The adoption of embeddings in search systems is pivotal for enhancing the user experience by enabling nuanced content understanding and retrieval. In a research spearheaded by Prabhat Agarwal and his cohort from Pinterest, a new architecture termed OmniSearchSage has been developed. This system leverages multi-task learning to jointly optimize query, pin, and product embeddings in a unified framework. The paper manifests significant enhancements in Pinterest's search capabilities, showing more than 8% relevance improvement, over 7% in user engagement, and an increase in ads click-through rate (CTR) by over 5%.

Embedding Techniques and Innovations

  • Embedding Integration: OmniSearchSage integrates pin and product embeddings with query embeddings, effectively placing these entities within the same vector space. This integration facilitates improved retrieval and ranking in Pinterest's search engine.
  • Entity Enrichment: The paper leverages diverse texts from image captions generated by a generative LLM, historical engagement data, and user-curated boards to enrich pin and product representations significantly.

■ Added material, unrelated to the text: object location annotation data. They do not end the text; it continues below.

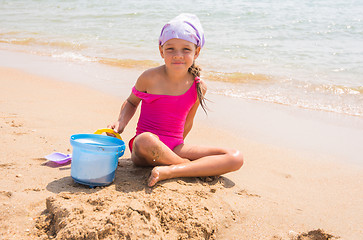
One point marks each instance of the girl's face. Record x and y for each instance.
(179, 54)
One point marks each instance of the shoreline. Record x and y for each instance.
(279, 189)
(330, 135)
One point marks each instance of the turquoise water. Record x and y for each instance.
(305, 54)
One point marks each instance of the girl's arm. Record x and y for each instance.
(129, 107)
(128, 110)
(190, 118)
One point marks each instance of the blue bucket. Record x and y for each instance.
(95, 158)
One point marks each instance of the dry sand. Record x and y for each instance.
(278, 194)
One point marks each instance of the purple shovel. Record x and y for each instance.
(59, 158)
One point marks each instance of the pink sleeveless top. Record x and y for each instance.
(165, 115)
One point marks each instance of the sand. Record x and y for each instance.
(278, 194)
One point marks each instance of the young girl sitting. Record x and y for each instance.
(170, 96)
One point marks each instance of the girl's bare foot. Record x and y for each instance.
(158, 174)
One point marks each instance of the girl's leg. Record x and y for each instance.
(148, 150)
(206, 161)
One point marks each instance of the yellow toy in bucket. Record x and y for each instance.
(95, 157)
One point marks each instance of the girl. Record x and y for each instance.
(170, 96)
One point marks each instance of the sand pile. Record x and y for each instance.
(127, 209)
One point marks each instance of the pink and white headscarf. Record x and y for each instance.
(186, 26)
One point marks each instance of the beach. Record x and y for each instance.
(283, 191)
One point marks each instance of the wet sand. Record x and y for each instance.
(280, 192)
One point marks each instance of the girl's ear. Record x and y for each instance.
(197, 51)
(161, 51)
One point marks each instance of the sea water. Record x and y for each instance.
(301, 53)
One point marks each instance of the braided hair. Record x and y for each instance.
(195, 71)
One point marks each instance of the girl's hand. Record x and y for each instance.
(116, 127)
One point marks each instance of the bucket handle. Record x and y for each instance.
(108, 130)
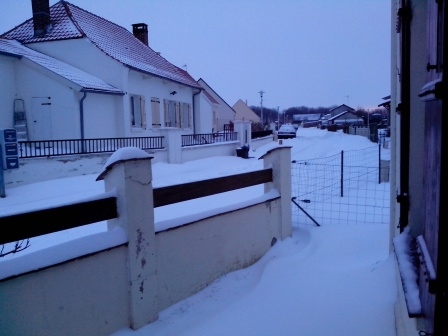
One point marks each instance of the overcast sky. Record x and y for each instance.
(299, 52)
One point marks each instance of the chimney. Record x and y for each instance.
(140, 31)
(41, 16)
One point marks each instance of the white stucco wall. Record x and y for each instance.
(93, 60)
(212, 247)
(7, 90)
(101, 115)
(88, 296)
(128, 285)
(130, 81)
(190, 153)
(204, 115)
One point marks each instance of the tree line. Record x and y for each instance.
(285, 116)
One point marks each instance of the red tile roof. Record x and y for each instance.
(70, 22)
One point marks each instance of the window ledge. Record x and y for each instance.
(406, 255)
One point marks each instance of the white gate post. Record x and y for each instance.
(131, 179)
(244, 130)
(279, 159)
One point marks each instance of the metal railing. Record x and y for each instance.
(208, 138)
(45, 148)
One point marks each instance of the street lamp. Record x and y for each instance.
(261, 103)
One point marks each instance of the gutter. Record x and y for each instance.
(81, 119)
(194, 109)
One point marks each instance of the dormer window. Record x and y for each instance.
(138, 112)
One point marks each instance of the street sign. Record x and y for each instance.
(9, 146)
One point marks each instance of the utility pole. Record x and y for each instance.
(261, 103)
(278, 117)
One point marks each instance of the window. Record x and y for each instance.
(186, 119)
(177, 114)
(155, 109)
(138, 113)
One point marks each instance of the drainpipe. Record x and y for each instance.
(194, 110)
(403, 107)
(81, 119)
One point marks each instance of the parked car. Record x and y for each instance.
(286, 131)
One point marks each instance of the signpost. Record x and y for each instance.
(9, 154)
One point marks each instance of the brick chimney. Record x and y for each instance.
(140, 31)
(41, 16)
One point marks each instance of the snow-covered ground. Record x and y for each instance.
(327, 280)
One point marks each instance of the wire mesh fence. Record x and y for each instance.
(351, 187)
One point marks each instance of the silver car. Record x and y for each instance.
(286, 132)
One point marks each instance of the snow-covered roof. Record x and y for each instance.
(85, 81)
(353, 116)
(243, 112)
(307, 117)
(71, 22)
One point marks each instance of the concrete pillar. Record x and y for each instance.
(131, 179)
(173, 143)
(279, 159)
(244, 131)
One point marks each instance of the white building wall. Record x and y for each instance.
(101, 115)
(7, 90)
(64, 111)
(84, 55)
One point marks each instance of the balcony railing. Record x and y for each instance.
(208, 138)
(45, 148)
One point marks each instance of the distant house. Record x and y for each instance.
(339, 109)
(223, 114)
(346, 119)
(78, 75)
(306, 120)
(244, 112)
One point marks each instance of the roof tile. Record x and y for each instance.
(70, 22)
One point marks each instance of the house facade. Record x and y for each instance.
(339, 109)
(243, 112)
(42, 96)
(151, 93)
(223, 114)
(418, 109)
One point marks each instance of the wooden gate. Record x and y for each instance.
(433, 285)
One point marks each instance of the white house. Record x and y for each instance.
(243, 112)
(33, 85)
(141, 91)
(223, 114)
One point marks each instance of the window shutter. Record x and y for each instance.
(178, 117)
(167, 113)
(155, 109)
(143, 112)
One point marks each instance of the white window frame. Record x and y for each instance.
(155, 112)
(137, 111)
(177, 114)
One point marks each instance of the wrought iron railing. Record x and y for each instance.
(208, 138)
(45, 148)
(261, 134)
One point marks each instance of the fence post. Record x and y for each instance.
(244, 131)
(173, 143)
(132, 181)
(279, 159)
(342, 173)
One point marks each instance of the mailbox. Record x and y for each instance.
(9, 148)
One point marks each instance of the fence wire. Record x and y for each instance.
(351, 187)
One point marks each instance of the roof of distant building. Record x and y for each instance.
(85, 81)
(71, 22)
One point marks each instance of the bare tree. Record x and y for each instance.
(18, 246)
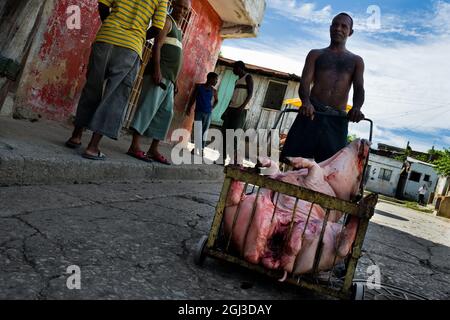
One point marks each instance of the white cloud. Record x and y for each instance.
(299, 10)
(407, 84)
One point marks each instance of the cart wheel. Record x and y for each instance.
(385, 292)
(199, 255)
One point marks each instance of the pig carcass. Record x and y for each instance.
(279, 238)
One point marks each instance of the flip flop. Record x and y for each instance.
(99, 157)
(140, 155)
(160, 158)
(72, 145)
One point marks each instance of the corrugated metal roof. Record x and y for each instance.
(261, 70)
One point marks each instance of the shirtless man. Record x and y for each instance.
(331, 72)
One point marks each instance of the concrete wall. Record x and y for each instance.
(442, 186)
(412, 187)
(259, 117)
(444, 209)
(55, 72)
(18, 23)
(200, 57)
(377, 185)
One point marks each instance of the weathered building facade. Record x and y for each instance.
(51, 39)
(383, 174)
(271, 88)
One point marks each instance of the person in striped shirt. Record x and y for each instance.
(113, 66)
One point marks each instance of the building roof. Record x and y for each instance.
(261, 70)
(409, 159)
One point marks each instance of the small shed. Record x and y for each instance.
(271, 88)
(383, 174)
(421, 173)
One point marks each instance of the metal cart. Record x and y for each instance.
(217, 243)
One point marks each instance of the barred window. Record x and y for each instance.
(385, 174)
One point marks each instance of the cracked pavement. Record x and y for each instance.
(136, 241)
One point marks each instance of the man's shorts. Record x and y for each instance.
(155, 109)
(317, 139)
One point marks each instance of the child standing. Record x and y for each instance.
(203, 96)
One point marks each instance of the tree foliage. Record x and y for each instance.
(443, 162)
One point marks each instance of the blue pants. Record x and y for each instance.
(205, 119)
(111, 73)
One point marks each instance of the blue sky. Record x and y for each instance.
(406, 55)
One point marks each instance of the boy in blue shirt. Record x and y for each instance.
(203, 96)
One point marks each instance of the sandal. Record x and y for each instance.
(140, 155)
(161, 159)
(100, 156)
(72, 145)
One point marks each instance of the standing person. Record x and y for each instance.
(235, 115)
(422, 192)
(203, 96)
(113, 67)
(155, 107)
(330, 72)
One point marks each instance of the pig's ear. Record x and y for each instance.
(267, 166)
(299, 163)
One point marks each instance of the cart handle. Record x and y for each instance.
(323, 114)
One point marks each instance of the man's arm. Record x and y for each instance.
(191, 100)
(158, 20)
(216, 99)
(156, 52)
(355, 114)
(104, 11)
(307, 79)
(249, 80)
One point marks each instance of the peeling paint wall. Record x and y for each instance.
(56, 68)
(54, 75)
(200, 57)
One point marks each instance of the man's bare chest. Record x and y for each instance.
(340, 64)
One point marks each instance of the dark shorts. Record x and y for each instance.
(317, 139)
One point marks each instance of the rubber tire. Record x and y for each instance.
(199, 254)
(358, 291)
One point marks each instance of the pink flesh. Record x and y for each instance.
(267, 237)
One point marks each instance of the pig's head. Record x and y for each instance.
(344, 171)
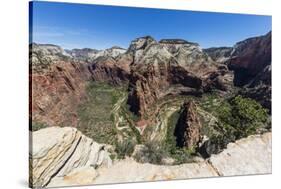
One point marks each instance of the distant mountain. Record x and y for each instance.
(152, 69)
(219, 54)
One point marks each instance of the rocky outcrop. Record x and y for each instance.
(251, 62)
(249, 58)
(85, 54)
(251, 155)
(89, 55)
(56, 93)
(65, 157)
(188, 128)
(108, 69)
(219, 54)
(64, 152)
(260, 88)
(158, 66)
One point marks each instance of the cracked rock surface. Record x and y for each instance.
(64, 156)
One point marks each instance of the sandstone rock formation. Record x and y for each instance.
(219, 54)
(160, 66)
(56, 93)
(188, 128)
(251, 62)
(59, 151)
(249, 58)
(63, 156)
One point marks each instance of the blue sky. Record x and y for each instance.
(93, 26)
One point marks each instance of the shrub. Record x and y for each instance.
(125, 148)
(242, 117)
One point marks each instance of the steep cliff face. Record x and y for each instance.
(188, 128)
(251, 62)
(249, 58)
(160, 65)
(219, 54)
(57, 86)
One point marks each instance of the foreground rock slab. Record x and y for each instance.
(58, 151)
(250, 155)
(65, 157)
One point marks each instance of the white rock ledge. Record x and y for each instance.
(65, 157)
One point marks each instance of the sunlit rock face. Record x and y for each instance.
(65, 157)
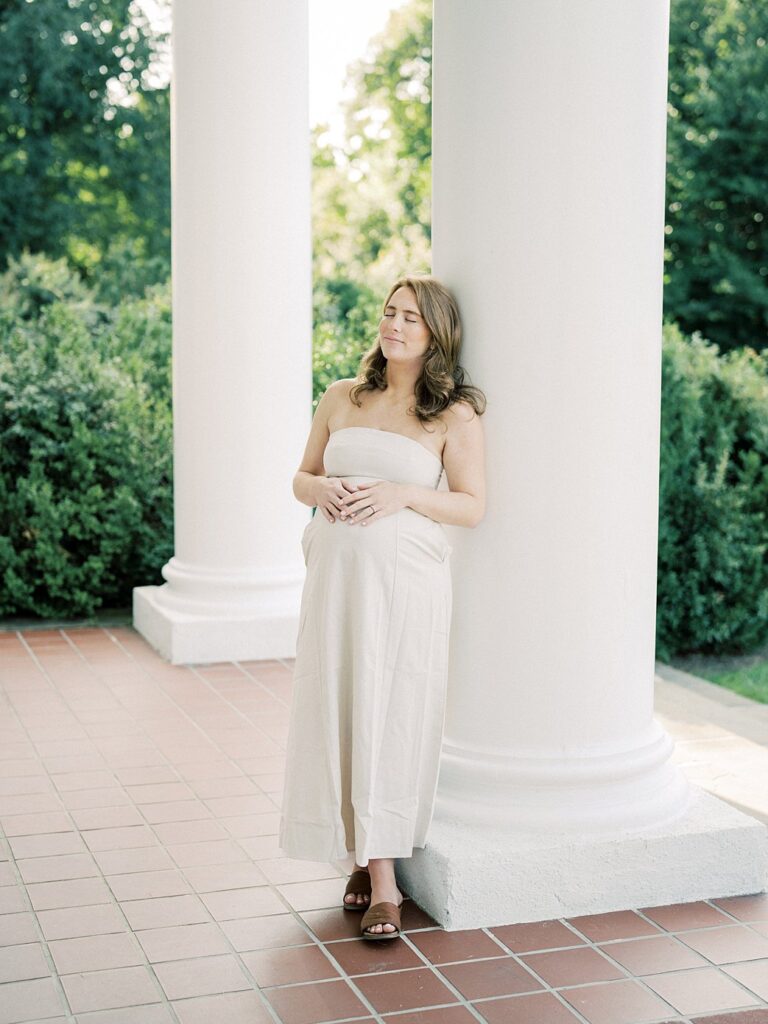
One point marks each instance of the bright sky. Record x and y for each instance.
(339, 33)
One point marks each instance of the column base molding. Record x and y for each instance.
(469, 876)
(204, 635)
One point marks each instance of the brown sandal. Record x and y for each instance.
(359, 882)
(381, 913)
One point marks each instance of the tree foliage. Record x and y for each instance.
(84, 155)
(717, 172)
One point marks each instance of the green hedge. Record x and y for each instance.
(85, 446)
(713, 527)
(85, 457)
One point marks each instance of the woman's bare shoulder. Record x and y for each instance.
(460, 416)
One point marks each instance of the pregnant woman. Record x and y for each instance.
(369, 682)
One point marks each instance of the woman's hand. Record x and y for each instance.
(373, 501)
(329, 494)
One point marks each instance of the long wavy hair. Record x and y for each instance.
(442, 379)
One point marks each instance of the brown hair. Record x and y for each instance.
(441, 381)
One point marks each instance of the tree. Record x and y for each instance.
(717, 175)
(84, 156)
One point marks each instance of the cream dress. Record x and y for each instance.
(369, 683)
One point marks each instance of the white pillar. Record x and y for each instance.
(242, 332)
(556, 793)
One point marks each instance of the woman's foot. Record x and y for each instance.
(361, 899)
(383, 889)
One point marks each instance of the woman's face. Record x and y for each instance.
(402, 332)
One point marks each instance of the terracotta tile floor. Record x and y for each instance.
(140, 880)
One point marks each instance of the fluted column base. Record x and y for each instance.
(229, 616)
(471, 876)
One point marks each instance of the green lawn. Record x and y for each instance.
(745, 674)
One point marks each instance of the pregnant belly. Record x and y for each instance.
(406, 534)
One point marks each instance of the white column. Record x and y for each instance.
(556, 794)
(242, 332)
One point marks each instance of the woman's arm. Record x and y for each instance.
(464, 460)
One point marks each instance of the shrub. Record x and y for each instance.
(713, 531)
(85, 459)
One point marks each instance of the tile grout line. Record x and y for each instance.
(20, 885)
(227, 702)
(433, 968)
(313, 940)
(114, 901)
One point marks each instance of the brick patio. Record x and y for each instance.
(140, 880)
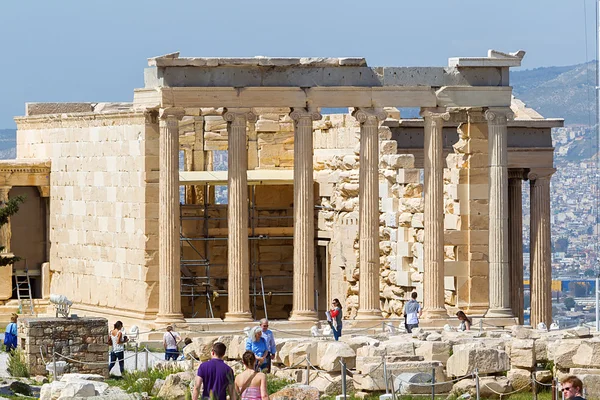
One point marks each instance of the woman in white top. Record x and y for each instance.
(117, 341)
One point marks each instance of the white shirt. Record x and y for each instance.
(170, 339)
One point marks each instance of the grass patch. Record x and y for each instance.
(142, 381)
(16, 365)
(275, 384)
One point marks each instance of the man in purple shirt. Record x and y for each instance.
(215, 376)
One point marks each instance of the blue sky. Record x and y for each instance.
(74, 50)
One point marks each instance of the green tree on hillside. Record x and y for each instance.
(11, 207)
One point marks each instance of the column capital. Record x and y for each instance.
(535, 174)
(369, 114)
(498, 115)
(516, 173)
(231, 114)
(435, 112)
(298, 113)
(171, 113)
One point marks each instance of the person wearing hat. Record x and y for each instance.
(258, 345)
(170, 341)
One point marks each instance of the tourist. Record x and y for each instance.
(465, 322)
(186, 343)
(258, 345)
(572, 388)
(251, 385)
(117, 340)
(171, 340)
(268, 335)
(335, 322)
(412, 312)
(10, 334)
(215, 377)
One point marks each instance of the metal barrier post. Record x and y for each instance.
(433, 384)
(387, 389)
(307, 380)
(343, 378)
(477, 384)
(54, 364)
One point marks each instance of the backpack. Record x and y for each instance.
(10, 337)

Advanced Techniques Deployed

  • Compatibility with Pre-existing Embeddings: The system is trained not only to accommodate new query embeddings but also to ensure compatibility with previous embeddings through the introduction of specifically tuned compatibility encoders.
  • Multi-Task Learning: By employing multi-task learning strategies, the model simultaneously learns embeddings for multiple entities (pins, products) and tasks (query to pin, query to product retrieval), which has demonstrated improved efficiency and performance.

Practical Implementation and Results

The integration of OmniSearchSage within Pinterest's existing infrastructure illustrates how scalable and efficient the system is, handling around 300k requests per second at notably low latency.

Deployment Across Pinterest’s Search Stack

  • Retrieval and Ranking: The embeddings are crucial for both retrieval and ranking phases of the search process, significantly enhancing the accuracy and relevance of the search results.
  • Multi-Stage Ranking Models: Serving as a key feature in multi-stage ranking models, these embeddings help in understanding the nuanced user queries and aligning them with the most relevant content quickly and accurately.

Evaluation and Metrics

Extensive offline experiments combined with A/B testing on the live system provided a dual validation approach, confirming the superior performance of OmniSearchSage. The system was tested for relevance, engagement, and ads CTR improvements, with each metric showing tangible gains.

Key Results

  1. \textbf{Relevance Improvement}: There was a marked improvement in content relevance across the board, which suggests that the embeddings effectively capture and match user intent.
  2. \textbf{Engagement Uplift}: Engagement metrics indicated that users interacted more with the search results, likely due to better-matched content suggestions.
  3. \textbf{Increased Ads CTR}: The improvements in ads CTR suggest that ads are also benefiting from better targeting and relevance, enhancing overall user experience and advertiser ROI.

Theoretical Implications and Future Directions

This research illuminates the path for future improvements in embedding technologies for search systems, especially in how diverse data sources can be integrated to enhance the model's understanding of queries and content. The successful deployment of OmniSearchSage sets a precedent for future research focused on multi-task and multi-entity embedding systems.

Further explorations could focus on even more granulated multi-task learning frameworks, deeper integration with machine learning pipelines, and expanding the embedding capabilities to include more varied content types and richer media. The substantial improvements observed in this paper underscore the potential of advanced embedding techniques in transforming search system landscapes, making them more intuitive, helpful, and engaging for users.